You know how they always tell you that growth can sometimes be painful? Man, they weren't kidding!! I joined the writers group here in my hometown four months ago. It was one of my many steps to start taking my writing seriously and develop my craft. My wife Kim had to accompany me to the first couple of meetings for moral support (thanks honey), but I forced myself to go. Have I mentioned that I don't do well in social gatherings! Anyway, I discovered the group was made up of 90% women, and the average age of the members was north of fifty. I also learned that the organization was hosting a writers conference right here at a local college. 'Sign me up', I thought. This could be another learning experience and growth opportunity.

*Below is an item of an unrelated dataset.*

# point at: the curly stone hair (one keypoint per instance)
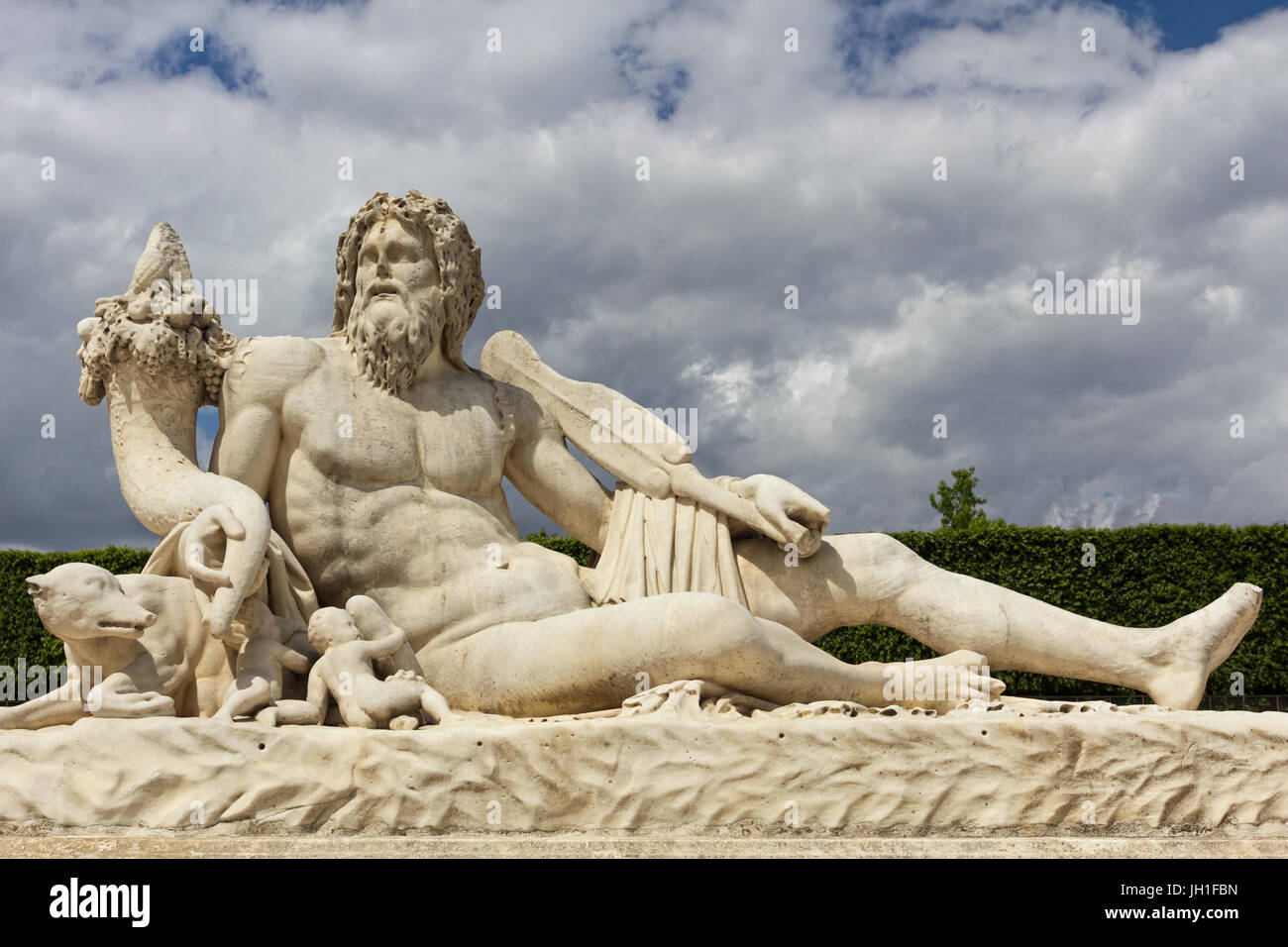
(459, 262)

What I didn't realize, (maybe I did realize it, but I just didn't make the connection) was that the speaker for the conference was a successful Romance Writer (Jodi Thomas if your interested). That meant that 95% of the audience (the ones that had a clue) were aspiring romance writers, and 99% of them are women! And the majority of them looked like your typical grandma. That's right, you no longer need to wonder what women do after they make a career and raise a family. They write romance novels. And I'm talking the steamy sex books with covers depicting a bare chested cowboy playing with his rope.
I was in a room with 75 of these women, and three other men. I think one of the other guys was gay, and the other two were there for the food. Needless to say I was uncomfortable. But I stuck it out and actually learned some good stuff.

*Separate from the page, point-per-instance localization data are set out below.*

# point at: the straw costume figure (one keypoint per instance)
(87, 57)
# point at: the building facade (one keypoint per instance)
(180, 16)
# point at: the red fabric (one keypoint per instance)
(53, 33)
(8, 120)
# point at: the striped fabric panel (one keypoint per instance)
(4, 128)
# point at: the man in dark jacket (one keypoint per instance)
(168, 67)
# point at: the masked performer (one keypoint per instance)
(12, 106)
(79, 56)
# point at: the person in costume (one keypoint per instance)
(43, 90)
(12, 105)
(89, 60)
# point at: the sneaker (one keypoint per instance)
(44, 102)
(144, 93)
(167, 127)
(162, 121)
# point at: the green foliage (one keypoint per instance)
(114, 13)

What I learned wasn't so much about the craft of writing, but more about what it takes to get published. Her stories about the connections she made with agents and publishers at writers conferences (ones much larger than this one) illustrated a point I had only suspected. Once you get your novel polished enough to be sold (published), it takes more than sending out umpteen query letters and crossing your fingers.
There was something else I gained insight to, and it was unsettling. One of the main themes Jodi Thomas constantly hammered on during the day, was working hard and persistence. She talked about using stop-watches to track the amount of time devoted to writing each week, about making schedules, about spending money on classes and conferences like the one we were at. She espoused the belief that it was only a matter of time before we would be published, if that's what we really wanted. She told us what we wanted to hear.
Not once did she bring up the fact that there were those in the room whose writing may not be entertaining enough for mainstream publication. It's a reality that I think deserves at least a mention.
I guess it wasn't a very romantic notion, though.